China warf den Vereinigten Staaten während einer informellen Sitzung des UN-Sicherheitsrats in New York vor, Zölle als Waffe der wirtschaftlichen Einschüchterung einzusetzen.

Der chinesische UN-Botschafter Fu Cong sagte, Washington verstecke sich hinter den Worten „Gegenseitigkeit und Fairness“ und schreibe die Regeln des Welthandels zu seinen Gunsten um.

„Die Vereinigten Staaten spielen ein Nullsummenspiel, indem sie die internationale Wirtschaftsordnung durch Zölle umstürzen, die Interessen der USA über das Gemeinwohl stellen und hegemoniale Ambitionen auf Kosten aller anderen Länder verfolgen“, sagte Fu zu den Delegierten.

Er sagte, Peking habe angesichts des „Missbrauchs von Zöllen durch die USA“ „entschlossene Gegenmaßnahmen“ ergriffen

Die Vereinigten Staaten wiesen die Anhörung zurück. Ein Sprecher des Außenministeriums erklärte gegenüber Fox News Digital, das Treffen sei „eine Verschwendung der Zeit der Mitglieder des Sicherheitsrats“ gewesen und ein weiteres Beispiel dafür, wie China multilaterale Gremien nutze, „um seine wirtschaftlichen, politischen und sicherheitspolitischen Interessen voranzutreiben“.

Der Sprecher argumentierte, Peking behaupte zwar, für offene Märkte einzutreten, vermittle aber „künstlich billige Waren auf den Markt, stehle geistiges Eigentum und wende unfaire Handelspraktiken an“, während es gleichzeitig darauf beharre, noch immer ein Entwicklungsland zu sein. Washington, so der Beamte weiter, werde weiterhin die US-Interessen schützen und Chinas Bestrebungen entgegentreten.

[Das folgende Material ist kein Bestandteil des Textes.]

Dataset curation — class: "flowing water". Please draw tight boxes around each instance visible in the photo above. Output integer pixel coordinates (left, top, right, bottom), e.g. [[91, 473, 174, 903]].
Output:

Der Senator von Florida, Rick Scott, bezeichnet Chinas Anschuldigungen als absurd

Der republikanische Senator Rick Scott aus Florida bezeichnete die Anschuldigungen Pekings als „absurd“ und forderte sofortige Kürzungen der amerikanischen Finanzierung für die von ihm als „antiamerikanische UNO“ bezeichnete Organisation

Hugh Dugan, leitender Direktor des Nationalen Sicherheitsrats während der frühen Amtszeit von Präsident Trump, sagte gegenüber Fox Business, dass mit Ausnahme von Kanada und China alle Länder, die von der „Neukalibrierung“ der US-Zölle betroffen seien, schnell und konstruktiv mit Washington zusammenarbeiteten.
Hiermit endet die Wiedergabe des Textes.